You and I (Breaking Glass Pictures, 2014) is the kind of film that sneaks up on you. Starts out painfully slow, with not very appealing characters off on a not very interesting trip somewhere and takes forever to be about something. You’re not meant to know what it’s about until it’s over. You only know that it will involve the evolution of an intimate but hitherto non-sexual friendship.
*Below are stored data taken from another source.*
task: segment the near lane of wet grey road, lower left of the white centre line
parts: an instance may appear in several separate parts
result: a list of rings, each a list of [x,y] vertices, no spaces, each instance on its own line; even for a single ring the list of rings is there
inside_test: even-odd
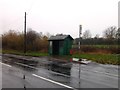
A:
[[[25,80],[23,79],[24,73],[26,74]],[[2,88],[72,88],[48,80],[11,65],[2,65]]]

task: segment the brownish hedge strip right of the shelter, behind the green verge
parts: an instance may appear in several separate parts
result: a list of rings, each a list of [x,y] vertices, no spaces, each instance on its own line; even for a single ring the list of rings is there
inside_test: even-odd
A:
[[[78,46],[73,45],[74,53],[77,53]],[[81,45],[82,53],[99,53],[99,54],[119,54],[120,45]]]

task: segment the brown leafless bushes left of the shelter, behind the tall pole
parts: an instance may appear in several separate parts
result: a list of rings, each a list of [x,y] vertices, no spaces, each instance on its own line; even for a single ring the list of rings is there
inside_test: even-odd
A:
[[[48,37],[30,29],[26,35],[27,51],[43,51],[47,52]],[[3,49],[8,50],[24,50],[24,34],[10,30],[2,35]]]

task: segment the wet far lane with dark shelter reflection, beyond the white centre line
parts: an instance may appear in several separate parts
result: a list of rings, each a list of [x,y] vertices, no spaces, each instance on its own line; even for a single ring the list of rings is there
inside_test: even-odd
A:
[[[37,75],[52,79],[54,81],[79,88],[79,64],[51,60],[48,57],[32,58],[28,60],[3,57],[3,62],[17,66],[20,69],[28,71],[29,73],[36,73]],[[80,66],[81,68],[86,68],[87,70],[81,70],[80,76],[82,78],[80,78],[80,87],[118,87],[118,81],[116,77],[109,77],[104,74],[93,72],[97,69],[99,71],[109,71],[109,69],[99,67],[99,64],[92,64],[88,65],[87,67],[85,65]],[[115,70],[113,72],[115,72]]]

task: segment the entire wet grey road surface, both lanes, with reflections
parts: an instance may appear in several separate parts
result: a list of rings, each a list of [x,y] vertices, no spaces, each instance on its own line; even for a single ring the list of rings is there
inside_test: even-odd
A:
[[[11,65],[2,65],[2,87],[118,88],[117,66],[96,63],[80,65],[79,78],[79,64],[53,62],[47,57],[27,58],[31,60],[23,62],[6,56],[2,58],[2,63]],[[26,75],[25,80],[23,74]]]

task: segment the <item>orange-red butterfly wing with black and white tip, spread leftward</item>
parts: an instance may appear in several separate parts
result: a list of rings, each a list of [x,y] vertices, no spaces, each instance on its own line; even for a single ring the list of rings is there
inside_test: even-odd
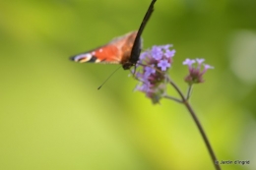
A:
[[[123,64],[129,60],[137,31],[126,33],[106,45],[71,57],[72,61],[85,63]]]

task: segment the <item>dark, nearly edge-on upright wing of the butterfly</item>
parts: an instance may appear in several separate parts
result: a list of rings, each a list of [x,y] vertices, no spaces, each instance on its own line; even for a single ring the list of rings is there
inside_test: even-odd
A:
[[[140,56],[140,53],[141,53],[141,34],[142,34],[147,22],[151,18],[151,15],[154,11],[154,4],[155,4],[156,1],[157,0],[153,0],[151,2],[151,5],[148,8],[148,11],[147,11],[146,15],[144,16],[142,24],[141,24],[141,26],[138,30],[137,36],[134,40],[134,44],[133,44],[132,51],[131,51],[131,57],[130,57],[130,60],[129,60],[133,64],[137,63],[137,61],[139,60],[139,56]]]

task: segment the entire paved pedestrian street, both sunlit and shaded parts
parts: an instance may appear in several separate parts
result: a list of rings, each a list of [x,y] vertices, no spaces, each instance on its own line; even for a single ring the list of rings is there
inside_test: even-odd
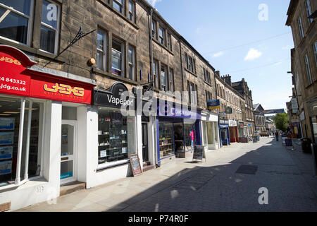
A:
[[[316,181],[310,154],[270,137],[213,150],[203,162],[177,159],[139,177],[18,211],[316,211]]]

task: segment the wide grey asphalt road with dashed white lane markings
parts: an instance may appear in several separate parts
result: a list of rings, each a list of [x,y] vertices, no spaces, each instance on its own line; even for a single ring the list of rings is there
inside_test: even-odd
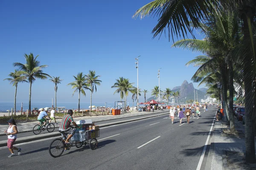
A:
[[[195,170],[215,111],[202,112],[190,124],[183,119],[181,126],[178,119],[172,124],[168,115],[163,115],[103,127],[96,150],[90,150],[88,145],[80,149],[72,147],[59,158],[52,158],[48,152],[53,138],[18,144],[22,154],[11,158],[7,157],[9,150],[2,147],[0,167],[5,170]]]

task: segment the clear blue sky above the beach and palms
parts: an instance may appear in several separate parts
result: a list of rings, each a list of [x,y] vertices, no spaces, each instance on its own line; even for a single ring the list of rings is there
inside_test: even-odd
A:
[[[93,103],[114,102],[111,86],[119,77],[129,78],[137,86],[135,58],[139,58],[139,88],[150,91],[160,87],[180,86],[184,80],[191,82],[197,68],[185,63],[200,53],[171,48],[172,42],[162,35],[152,39],[152,29],[157,18],[136,20],[134,12],[150,0],[22,0],[0,1],[0,80],[14,71],[14,62],[25,63],[23,55],[39,55],[41,65],[49,65],[44,72],[60,76],[58,102],[78,102],[78,93],[67,86],[78,72],[87,74],[95,70],[101,75],[101,86],[93,93]],[[197,38],[201,38],[199,35]],[[177,40],[175,38],[175,40]],[[194,84],[198,88],[198,84]],[[204,86],[200,86],[204,87]],[[199,88],[200,88],[199,87]],[[0,84],[0,102],[13,102],[15,87],[8,81]],[[90,102],[90,92],[81,96],[81,103]],[[28,102],[29,84],[19,84],[17,102]],[[32,102],[51,102],[54,84],[49,80],[36,80],[32,84]],[[128,95],[131,102],[131,94]],[[144,101],[143,95],[139,101]]]

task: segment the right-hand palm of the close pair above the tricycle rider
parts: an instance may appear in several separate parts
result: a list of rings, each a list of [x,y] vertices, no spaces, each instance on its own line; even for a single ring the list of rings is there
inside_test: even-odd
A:
[[[89,74],[85,75],[86,80],[87,80],[87,84],[90,85],[90,115],[91,115],[91,110],[92,110],[92,94],[93,91],[95,89],[95,92],[97,92],[97,86],[96,85],[100,85],[100,83],[102,82],[101,80],[98,80],[98,78],[100,77],[100,75],[96,76],[96,72],[95,71],[91,71],[89,70]]]

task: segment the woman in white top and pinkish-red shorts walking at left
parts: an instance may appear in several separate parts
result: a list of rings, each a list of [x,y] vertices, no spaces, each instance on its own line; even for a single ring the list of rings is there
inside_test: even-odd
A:
[[[11,155],[8,156],[10,158],[12,156],[15,156],[15,153],[13,153],[13,150],[17,150],[18,155],[20,155],[21,148],[18,149],[17,147],[13,147],[13,144],[16,141],[17,133],[18,133],[15,120],[13,118],[11,118],[7,122],[9,124],[9,128],[8,128],[8,130],[5,130],[4,133],[7,133],[6,135],[8,135],[7,147],[9,148],[9,151],[11,152]]]

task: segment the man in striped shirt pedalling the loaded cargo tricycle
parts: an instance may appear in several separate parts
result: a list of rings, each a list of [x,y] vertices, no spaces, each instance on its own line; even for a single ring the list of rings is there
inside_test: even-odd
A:
[[[59,131],[70,134],[67,136],[67,140],[65,141],[66,144],[70,144],[69,140],[75,134],[75,130],[72,127],[70,127],[70,124],[72,123],[75,127],[79,128],[79,126],[76,124],[76,122],[74,122],[72,115],[73,115],[73,111],[68,110],[67,115],[65,115],[62,118],[60,126],[59,126]]]

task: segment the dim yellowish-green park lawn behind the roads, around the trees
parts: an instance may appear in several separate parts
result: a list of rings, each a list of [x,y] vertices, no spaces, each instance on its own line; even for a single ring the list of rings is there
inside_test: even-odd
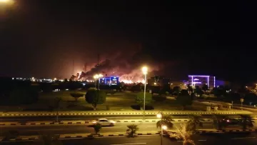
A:
[[[11,111],[49,111],[49,106],[53,106],[54,98],[61,97],[60,111],[89,111],[93,110],[91,104],[88,104],[85,97],[80,97],[78,101],[70,95],[74,91],[56,91],[51,93],[41,93],[39,95],[39,101],[36,104],[14,106]],[[86,91],[76,91],[81,94],[86,94]],[[136,105],[135,101],[136,93],[133,92],[117,92],[116,94],[107,94],[106,103],[98,105],[97,110],[113,110],[113,111],[129,111],[134,110],[131,106]],[[169,98],[169,97],[167,97]],[[182,107],[176,103],[175,99],[166,99],[165,101],[153,101],[152,105],[154,110],[181,110]],[[192,105],[193,106],[193,105]],[[10,107],[8,107],[10,111]],[[16,110],[17,108],[21,108]],[[3,110],[3,107],[0,108]],[[147,109],[147,107],[146,107]],[[4,109],[6,111],[6,109]],[[187,110],[205,110],[205,108],[199,108],[199,106],[188,107]]]

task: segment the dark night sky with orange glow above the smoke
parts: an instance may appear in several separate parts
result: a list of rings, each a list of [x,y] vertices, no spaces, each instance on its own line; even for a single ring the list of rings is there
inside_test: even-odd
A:
[[[111,59],[186,79],[256,81],[256,4],[249,1],[17,1],[1,6],[1,76],[69,77]],[[3,13],[3,11],[1,11]],[[122,60],[121,60],[122,59]],[[122,62],[122,63],[121,63]],[[118,64],[117,64],[118,65]],[[159,65],[159,66],[158,66]]]

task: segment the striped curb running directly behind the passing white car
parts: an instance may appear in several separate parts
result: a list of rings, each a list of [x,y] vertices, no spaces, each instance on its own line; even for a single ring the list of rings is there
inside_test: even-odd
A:
[[[146,122],[157,122],[158,120],[146,120]],[[173,120],[173,122],[182,122],[182,121],[188,121],[188,119],[180,119],[180,120]],[[212,121],[211,119],[201,119],[201,121]],[[123,120],[123,121],[116,121],[119,123],[124,123],[124,122],[143,122],[142,120]],[[71,121],[71,122],[36,122],[36,123],[6,123],[6,124],[1,124],[0,126],[15,126],[15,125],[60,125],[60,124],[89,124],[90,121]]]

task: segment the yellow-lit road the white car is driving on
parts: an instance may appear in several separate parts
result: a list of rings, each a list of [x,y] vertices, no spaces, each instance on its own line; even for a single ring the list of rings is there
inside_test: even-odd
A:
[[[156,128],[156,122],[123,122],[116,123],[116,126],[104,126],[100,133],[112,133],[115,132],[126,132],[127,125],[137,124],[139,131],[155,131],[158,132],[160,129]],[[180,126],[180,122],[173,122],[174,127]],[[213,125],[211,121],[203,122],[203,128],[201,129],[212,129]],[[175,128],[176,129],[176,128]],[[94,129],[85,124],[62,124],[62,125],[35,125],[35,126],[1,126],[0,135],[6,131],[19,131],[20,135],[30,136],[41,134],[86,134],[94,133]]]

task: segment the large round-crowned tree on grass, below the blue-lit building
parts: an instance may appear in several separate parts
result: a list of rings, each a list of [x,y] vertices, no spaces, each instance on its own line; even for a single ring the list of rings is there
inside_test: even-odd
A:
[[[96,90],[95,88],[89,88],[86,92],[86,102],[92,104],[94,110],[96,110],[96,106],[98,104],[104,104],[106,101],[106,92],[101,90]]]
The road trip begins when Jonas picks up his English friend Phillip at Tegel Airport in Berlin, who flies in from London to join him as he embarks on a photography project. They drive their van loaded with camping equipment out into the boonies, a place called Uckermark, an hour and a bit, plus a couple centuries, northeast of Berlin on the Polish border. The two of them drink wine and swim and horse around with no clear plan in mind. And apparently no time limits. At some point they come across Boris, a Polish hitchhiker, whom Jonas invites to join them once he learns he knows the area.  Boris seems a tad unnerved at first at Phillip’s revelation that he is gay and cannot quite figure out what kind of relationship Phillip has with Jonas. 

Zwichow Castle
What starts out as a very slow moving road trip by two uninteresting characters joined by a third guy your instincts should tell you it's probably best to avoid, becomes an erotic tease as you get to watch what Boris’s presence does to Jonas and Phillip’s friendship.  Boris, the horny homophobe has no reason not to explore the unexpected presence of a handsome gay guy fate has thrown in his path. It’s not unimportant to the plot that no other human beings are in sight. And there is nothing that calls them away from eating, sleeping, being young, breaking their way into abandoned castles, swimming in the nude and pilfering the wine cellar.

In German and English (Phillip and Jonas both switch back and forth). Go to Settings to turn on English subtitles. Since it’s a German film, there are lots of full frontals for those who go in for that sort of thing.  Streaming on Amazon Prime.